Economists have been calling it for weeks, and now it’s finally here.

Inflation spiked to 3.8% last month, according to the April Consumer Price Index, released on Tuesday. It’s the sharpest reading consumers have seen in three years, since Russia invaded Ukraine, spiking fuel prices and sending inflation to 4% in 2023.

But unlike the massive spike of that crisis—which hit quickly and broadly, igniting inflation across nearly two-thirds of the CPI basket almost overnight—this oil shock has a more pernicious nature. For one, it’s been slower to hit: crude markets have defied experts’ prognostications of doom as traders steadily rebalanced and tried to “look through” the crisis.
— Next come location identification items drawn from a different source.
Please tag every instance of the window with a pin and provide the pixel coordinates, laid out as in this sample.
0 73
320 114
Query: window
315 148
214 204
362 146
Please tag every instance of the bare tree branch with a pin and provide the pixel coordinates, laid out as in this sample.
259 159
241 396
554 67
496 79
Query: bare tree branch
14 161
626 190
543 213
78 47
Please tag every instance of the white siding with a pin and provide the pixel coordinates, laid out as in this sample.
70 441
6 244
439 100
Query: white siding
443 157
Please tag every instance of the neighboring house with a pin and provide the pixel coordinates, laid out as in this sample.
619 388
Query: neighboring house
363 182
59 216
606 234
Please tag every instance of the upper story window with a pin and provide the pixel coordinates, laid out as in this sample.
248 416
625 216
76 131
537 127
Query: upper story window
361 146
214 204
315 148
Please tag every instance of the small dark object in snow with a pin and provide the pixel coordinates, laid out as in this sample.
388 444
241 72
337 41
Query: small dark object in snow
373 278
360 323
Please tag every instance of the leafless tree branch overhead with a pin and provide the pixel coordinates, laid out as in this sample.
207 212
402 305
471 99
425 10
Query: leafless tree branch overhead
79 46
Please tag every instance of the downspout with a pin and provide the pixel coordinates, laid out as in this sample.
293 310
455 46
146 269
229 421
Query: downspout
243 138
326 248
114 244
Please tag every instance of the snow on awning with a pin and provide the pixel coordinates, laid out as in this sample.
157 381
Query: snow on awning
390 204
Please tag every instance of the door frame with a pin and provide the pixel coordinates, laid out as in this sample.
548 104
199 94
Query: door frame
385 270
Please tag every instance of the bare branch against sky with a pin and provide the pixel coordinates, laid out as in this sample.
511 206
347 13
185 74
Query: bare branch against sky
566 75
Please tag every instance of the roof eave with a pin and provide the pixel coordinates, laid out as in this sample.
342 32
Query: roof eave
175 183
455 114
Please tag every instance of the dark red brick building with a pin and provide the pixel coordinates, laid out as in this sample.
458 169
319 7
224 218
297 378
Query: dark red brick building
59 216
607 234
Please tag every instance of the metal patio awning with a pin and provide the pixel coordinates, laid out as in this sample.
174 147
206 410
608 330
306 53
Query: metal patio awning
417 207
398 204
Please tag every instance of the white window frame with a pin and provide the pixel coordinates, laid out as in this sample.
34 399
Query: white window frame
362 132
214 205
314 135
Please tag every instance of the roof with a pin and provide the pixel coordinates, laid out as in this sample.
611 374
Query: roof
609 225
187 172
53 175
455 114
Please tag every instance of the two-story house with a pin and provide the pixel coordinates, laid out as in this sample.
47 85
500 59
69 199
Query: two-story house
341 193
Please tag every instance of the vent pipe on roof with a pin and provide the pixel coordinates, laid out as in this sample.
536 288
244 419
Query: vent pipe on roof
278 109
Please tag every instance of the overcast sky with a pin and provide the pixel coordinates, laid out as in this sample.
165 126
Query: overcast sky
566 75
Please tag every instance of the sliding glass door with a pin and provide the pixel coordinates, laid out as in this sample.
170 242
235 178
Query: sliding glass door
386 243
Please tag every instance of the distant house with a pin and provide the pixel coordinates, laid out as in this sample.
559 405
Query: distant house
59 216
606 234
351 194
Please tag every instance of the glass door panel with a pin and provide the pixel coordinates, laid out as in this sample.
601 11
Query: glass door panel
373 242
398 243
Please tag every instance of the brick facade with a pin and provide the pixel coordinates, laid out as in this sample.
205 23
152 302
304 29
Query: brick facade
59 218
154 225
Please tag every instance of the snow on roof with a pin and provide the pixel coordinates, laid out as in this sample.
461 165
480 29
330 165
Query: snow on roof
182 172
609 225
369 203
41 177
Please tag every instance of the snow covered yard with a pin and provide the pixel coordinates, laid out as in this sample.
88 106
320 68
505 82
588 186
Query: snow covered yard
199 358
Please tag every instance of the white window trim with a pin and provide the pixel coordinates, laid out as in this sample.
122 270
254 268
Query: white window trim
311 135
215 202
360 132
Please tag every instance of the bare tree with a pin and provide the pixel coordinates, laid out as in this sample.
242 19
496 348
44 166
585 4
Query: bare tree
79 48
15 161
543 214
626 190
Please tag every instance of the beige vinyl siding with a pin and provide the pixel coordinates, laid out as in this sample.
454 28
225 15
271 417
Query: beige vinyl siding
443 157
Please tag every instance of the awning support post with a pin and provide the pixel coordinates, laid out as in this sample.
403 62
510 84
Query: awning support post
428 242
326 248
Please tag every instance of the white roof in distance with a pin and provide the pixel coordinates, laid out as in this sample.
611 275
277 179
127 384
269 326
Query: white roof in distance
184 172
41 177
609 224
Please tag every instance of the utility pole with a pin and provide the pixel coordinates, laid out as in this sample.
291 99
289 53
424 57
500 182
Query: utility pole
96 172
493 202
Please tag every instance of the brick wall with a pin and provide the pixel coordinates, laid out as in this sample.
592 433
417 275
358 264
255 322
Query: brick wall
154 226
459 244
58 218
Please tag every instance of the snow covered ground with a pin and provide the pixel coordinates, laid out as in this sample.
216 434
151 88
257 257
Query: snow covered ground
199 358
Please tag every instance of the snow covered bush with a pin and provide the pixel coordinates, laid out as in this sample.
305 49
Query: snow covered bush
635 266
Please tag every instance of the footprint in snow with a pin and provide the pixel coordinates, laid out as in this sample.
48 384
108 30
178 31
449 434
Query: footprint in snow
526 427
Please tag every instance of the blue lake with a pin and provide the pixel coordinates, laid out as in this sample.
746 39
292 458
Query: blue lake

Oil has stayed well below the $150 price hikes that some had imagined just weeks earlier, when oil markets were first rocked by the effective closure of the Strait of Hormuz thanks to the outbreak of the Iran war.

Still, gasoline is up 28.4% over the year, Tuesday’s inflation data showed, and 5.4% just on the month. Fuel oil is up 54.3% year-over-year. And unlike the Russia-Ukraine-driven energy crisis, this is “more than just an energy crisis,” said Diane Swonk, chief economist at KPMG.

“It is a supply chain disruption, and that’s important—and you’re only beginning to see the effects,” Swonk told Fortune.